Another great way to develop a goal and make your meditation a success is to determine the minimum amount of time you can easily commit to practicing every day. I like to ask students, “what is your ‘I can’t say no to number’?” when it comes to how long you can meditate. What amount of time can you commit to every day and you won’t let your mind worm it’s way out of sitting still? Is it 3 minutes, 5, 7, 15? Whatever your minimum amount of time is, commit to that. Then if you feel really into your meditation on certain days sit for a minute or two or five longer. You’ll feel super good about it when you do it this way.
On the other hand, if you over commit and say 15 minutes is your minimum (but really it is too much to ask of yourself), and you sit only for 5 minutes, you will feel like a failure. That you didn’t do enough and will soon find yourself not meditating at all. Honestly, you still sat for 5 minutes! Yay! Congratulate yourself on that win and make 5 minutes your new “I can’t say no to number.”
My last quick tip for how long to meditate is to use a timer if it will help you relax. Setting a timer gives your mind permission to unwind without having to worry about being late for whatever comes next in your day. I like to use the free app called Insight Timer. It has nice tones that are more soothing to your system than your typical phone timers.
Meditation will last longer in your life as a supportive practice when you have a healthy, positive relationship with the practice. There’s no need to be hard on yourself. Any amount of meditation is better than none. Don’t let your mind convince you that 3 minutes a day isn’t enough. Three minutes every day consistently will get you into a healthy, positive flow with your practice and it will evolve naturally from there.
Follow your heart and intuition for the most effective meditation practice.
Once you are comfortable in your space and fully connected with the breath, your meditation can move in many directions. The primary goal of meditation is to focus the mind. All you really need is a point to keep bringing the mind back to when it wanders. Let go of the notion that your mind has to be perfectly calm while meditating. Enjoy the meanderings and then bring it back to what You want it to focus on.

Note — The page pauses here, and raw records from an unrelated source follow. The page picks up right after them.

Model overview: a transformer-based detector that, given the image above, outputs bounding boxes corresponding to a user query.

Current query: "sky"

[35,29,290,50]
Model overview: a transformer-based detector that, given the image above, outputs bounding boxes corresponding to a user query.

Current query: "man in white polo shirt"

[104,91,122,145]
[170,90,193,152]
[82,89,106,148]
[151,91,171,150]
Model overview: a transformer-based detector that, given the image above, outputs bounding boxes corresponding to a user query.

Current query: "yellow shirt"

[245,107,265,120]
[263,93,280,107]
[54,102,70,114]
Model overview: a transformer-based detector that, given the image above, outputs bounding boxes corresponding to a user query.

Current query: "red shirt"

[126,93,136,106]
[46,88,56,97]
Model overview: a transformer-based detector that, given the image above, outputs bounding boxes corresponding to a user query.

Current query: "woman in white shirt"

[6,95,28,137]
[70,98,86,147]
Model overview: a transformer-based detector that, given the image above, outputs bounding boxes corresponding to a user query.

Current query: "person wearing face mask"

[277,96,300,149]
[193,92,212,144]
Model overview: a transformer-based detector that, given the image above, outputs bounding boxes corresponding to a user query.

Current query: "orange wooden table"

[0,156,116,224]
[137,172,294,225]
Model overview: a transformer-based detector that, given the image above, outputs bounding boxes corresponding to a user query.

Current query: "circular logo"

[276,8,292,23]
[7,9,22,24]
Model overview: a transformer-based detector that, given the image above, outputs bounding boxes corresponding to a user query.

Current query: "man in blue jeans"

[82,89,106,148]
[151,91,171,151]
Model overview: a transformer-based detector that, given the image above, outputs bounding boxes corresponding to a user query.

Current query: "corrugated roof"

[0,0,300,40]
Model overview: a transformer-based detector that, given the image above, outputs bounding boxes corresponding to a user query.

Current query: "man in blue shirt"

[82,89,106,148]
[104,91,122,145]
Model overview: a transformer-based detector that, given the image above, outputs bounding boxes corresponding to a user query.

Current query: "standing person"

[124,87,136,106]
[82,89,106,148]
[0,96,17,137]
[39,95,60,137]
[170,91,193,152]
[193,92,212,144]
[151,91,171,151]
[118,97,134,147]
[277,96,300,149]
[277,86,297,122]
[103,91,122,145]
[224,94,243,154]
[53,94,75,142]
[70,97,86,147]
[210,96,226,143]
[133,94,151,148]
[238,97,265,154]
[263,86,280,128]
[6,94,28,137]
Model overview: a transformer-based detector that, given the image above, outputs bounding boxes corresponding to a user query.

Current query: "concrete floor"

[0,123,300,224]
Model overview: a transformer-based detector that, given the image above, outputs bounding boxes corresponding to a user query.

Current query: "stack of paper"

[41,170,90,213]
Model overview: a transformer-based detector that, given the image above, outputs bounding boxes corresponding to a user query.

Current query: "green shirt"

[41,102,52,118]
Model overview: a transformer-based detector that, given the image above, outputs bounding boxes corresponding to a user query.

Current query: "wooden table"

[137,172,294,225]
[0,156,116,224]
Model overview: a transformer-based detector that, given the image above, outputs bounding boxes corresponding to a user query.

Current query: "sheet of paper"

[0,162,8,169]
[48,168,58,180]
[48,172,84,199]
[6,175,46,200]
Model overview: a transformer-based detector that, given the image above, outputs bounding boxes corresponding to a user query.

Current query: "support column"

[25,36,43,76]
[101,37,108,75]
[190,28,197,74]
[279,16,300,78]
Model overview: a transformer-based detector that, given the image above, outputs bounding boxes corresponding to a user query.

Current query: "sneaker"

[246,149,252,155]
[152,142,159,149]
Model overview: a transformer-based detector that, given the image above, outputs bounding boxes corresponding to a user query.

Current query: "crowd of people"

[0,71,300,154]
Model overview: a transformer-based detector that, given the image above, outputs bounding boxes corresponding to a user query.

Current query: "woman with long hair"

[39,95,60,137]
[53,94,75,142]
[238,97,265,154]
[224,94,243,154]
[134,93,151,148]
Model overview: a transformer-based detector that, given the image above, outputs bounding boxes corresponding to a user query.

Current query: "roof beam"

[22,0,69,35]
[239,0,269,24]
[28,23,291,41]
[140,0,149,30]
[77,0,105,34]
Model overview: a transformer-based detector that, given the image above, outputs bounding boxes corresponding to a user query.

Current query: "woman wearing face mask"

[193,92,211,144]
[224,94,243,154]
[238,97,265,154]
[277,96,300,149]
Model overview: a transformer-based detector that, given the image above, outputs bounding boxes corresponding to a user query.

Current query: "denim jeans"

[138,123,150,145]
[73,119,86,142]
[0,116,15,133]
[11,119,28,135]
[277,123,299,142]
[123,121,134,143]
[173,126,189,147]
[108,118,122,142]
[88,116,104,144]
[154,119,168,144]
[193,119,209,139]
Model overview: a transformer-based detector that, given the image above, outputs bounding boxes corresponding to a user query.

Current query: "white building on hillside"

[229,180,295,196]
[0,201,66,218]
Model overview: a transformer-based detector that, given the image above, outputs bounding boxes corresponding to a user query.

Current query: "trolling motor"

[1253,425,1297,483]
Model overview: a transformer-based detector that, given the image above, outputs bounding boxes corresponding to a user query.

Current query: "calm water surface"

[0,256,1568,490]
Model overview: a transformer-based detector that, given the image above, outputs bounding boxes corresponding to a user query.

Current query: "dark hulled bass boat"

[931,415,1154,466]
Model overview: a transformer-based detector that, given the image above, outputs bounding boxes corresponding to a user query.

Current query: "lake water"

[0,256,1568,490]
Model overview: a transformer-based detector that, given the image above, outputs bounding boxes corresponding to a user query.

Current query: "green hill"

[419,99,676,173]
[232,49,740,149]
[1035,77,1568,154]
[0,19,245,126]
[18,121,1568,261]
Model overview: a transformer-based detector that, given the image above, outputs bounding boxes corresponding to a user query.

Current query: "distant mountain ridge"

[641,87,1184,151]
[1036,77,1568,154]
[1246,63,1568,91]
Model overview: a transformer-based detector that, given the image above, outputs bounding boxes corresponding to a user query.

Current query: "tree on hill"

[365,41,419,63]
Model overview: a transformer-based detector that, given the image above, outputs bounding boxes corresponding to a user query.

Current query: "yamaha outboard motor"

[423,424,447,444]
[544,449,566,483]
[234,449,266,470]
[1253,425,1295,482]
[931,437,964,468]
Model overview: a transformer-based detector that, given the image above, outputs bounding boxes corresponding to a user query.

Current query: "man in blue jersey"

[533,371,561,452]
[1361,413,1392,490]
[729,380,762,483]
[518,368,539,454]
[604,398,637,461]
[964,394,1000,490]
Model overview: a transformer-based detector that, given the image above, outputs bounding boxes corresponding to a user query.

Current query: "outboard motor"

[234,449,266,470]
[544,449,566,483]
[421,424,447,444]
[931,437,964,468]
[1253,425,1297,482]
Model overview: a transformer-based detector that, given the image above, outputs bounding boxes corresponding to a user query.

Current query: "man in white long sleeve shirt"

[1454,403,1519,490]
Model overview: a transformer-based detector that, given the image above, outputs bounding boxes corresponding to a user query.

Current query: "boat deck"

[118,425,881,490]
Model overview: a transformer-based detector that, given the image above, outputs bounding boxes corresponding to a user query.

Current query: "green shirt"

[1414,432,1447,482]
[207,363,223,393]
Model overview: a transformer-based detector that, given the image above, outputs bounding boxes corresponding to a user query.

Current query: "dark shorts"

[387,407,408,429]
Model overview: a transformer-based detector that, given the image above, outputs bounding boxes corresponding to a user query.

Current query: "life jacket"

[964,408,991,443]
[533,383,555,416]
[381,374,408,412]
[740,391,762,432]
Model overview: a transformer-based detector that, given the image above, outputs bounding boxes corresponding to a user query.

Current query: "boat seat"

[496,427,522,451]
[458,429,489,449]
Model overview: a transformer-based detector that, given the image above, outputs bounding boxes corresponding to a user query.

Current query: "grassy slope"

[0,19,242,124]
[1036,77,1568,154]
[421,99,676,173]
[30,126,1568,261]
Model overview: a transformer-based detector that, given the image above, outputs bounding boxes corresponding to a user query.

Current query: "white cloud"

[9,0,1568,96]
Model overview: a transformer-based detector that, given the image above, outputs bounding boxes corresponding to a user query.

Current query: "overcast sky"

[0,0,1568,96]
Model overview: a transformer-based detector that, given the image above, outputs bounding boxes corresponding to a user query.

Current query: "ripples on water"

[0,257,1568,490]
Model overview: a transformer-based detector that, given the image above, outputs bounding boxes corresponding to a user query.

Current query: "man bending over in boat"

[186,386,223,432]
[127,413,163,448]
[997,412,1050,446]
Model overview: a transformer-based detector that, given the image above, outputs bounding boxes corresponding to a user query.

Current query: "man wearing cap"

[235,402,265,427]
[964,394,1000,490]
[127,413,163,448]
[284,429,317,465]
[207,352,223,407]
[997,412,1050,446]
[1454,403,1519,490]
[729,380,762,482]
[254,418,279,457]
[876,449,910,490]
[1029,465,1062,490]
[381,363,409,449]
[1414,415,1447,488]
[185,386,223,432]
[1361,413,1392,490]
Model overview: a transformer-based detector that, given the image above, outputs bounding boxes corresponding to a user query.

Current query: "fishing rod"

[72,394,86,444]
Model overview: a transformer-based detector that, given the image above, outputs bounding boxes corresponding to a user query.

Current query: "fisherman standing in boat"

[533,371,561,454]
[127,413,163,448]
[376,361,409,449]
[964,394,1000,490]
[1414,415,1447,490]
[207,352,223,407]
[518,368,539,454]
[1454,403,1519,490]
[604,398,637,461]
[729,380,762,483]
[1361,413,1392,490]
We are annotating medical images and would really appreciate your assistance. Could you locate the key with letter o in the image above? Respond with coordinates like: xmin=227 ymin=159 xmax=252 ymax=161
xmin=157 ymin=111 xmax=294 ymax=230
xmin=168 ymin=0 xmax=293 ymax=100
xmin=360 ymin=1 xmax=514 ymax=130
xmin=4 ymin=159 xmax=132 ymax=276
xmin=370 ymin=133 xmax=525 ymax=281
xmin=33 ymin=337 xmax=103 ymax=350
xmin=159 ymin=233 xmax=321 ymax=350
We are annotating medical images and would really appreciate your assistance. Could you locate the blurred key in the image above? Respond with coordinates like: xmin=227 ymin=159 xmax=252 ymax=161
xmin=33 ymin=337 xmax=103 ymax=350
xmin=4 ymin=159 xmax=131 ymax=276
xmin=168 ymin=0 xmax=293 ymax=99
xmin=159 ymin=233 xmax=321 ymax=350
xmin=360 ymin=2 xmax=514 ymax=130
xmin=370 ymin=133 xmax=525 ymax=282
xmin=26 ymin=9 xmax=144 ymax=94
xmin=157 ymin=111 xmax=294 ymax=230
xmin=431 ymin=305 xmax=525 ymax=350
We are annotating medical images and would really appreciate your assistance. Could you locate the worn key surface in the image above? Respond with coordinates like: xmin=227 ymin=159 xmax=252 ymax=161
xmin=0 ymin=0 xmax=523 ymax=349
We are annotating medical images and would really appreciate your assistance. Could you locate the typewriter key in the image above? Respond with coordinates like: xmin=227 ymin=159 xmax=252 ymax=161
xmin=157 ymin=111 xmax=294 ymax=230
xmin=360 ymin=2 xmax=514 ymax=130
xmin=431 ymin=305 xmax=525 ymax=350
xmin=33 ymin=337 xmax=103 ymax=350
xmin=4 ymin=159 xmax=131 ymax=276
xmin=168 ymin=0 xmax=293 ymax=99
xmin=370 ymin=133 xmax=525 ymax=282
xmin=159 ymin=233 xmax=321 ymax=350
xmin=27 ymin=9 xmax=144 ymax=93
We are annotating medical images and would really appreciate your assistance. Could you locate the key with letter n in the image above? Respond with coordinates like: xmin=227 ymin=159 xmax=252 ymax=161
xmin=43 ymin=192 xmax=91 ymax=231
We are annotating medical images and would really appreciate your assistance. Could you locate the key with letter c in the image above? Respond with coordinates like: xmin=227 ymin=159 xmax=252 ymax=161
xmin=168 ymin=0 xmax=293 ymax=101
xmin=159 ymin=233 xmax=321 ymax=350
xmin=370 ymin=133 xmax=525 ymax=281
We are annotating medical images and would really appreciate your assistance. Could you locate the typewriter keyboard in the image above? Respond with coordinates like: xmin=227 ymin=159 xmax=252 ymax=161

Here’s a few more options to get your meditation juices flowing:
- focus on the heart center or any of the chakras,
- set an intention or sankalpa for your meditation and then hold in your awareness,
- invite the mind to melt into the heart, drip by drip, thought by thought,
- chant a mantra 108 times,
- embody a quality you want to enhance like love, patience, abundance, etc.,
- feel into your emotions, learn from them and clear them,
- count until your mind wanders, bring the mind back and start counting again.
Is Guided Meditation Cheating?
I’ve been asked if using a guided meditation is cheating. Simple answer is “No.” Guided meditations can be super helpful and effective. If you resonate with a teacher that has recorded meditations, practice them. It is way better to practice a guided meditation than to not meditate at all because you find it too difficult. Use the tools available to you. One day you may just find yourself sitting quietly at home, on an airplane or somewhere in nature meditating with ease all on your own.
When it comes to your meditation, follow your heart and listen to your inner guidance. It will not fail you. If you are feeling lost, reach out to a meditation teacher for guidance. Leave a question below and I’ll be happy to respond.
Love, strength, courage, willingness are already a part of you. Enjoy using your meditation practice to bring them to the surface so you can live more fully in what this wild world of ours brings you!